Using these images, Li is able to analyze the underlying structure of the vocal folds, namely collagen and elastin.
“The reason why scar tissue is so stiff is because there is too much collagen and the collagen fibres are disorganized,” says Li. “There is an interesting hypothesis that shows that certain voice therapies can help realign collagen in a more organized way. This could help restore the suppleness to damaged vocal folds structure.”
Simple steps can help minimize risks
But Li wants to help people avoid reaching the point where they need to make these types of decisions altogether.
She says people who use their voices a lot over the course of a day can minimize their risks of developing vocal problems by following a handful of simple strategies.

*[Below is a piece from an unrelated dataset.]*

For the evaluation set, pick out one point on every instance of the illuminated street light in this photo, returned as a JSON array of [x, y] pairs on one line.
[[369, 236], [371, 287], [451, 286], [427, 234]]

- Stay hydrated. Drink lots of water over the course of a day and, should you feel like your throat is always dry, use some sort of humidifier or vaporizer when you sleep.
- Avoid excessive use of alcohol and caffeinated beverages, which act as a diuretic.
- Avoid smoking
- Perform simple vocal warm-up and warm-down exercises at the start and end of the day.
- When possible, use a microphone if you need to project your voice in a big lecture hall
- Remember to pause during long lectures and build into your lectures periods where you can rest your voice (group discussions, etc.)
When asked what direction she sees her research taking in the future, Li says she’d like to work more closely with clinicians.
“Right now, my voice research is more at a basic science level – doing computational modeling and developing some noninvasive clinical tools. But I want to strengthen ties with the clinical community here so that I can translate my research and test it on patients and not just at the bench,” she says.
“That’s why I’m involved in World Voice Day,” she says. “No matter how good a job you may be doing, I feel like you can always do more.”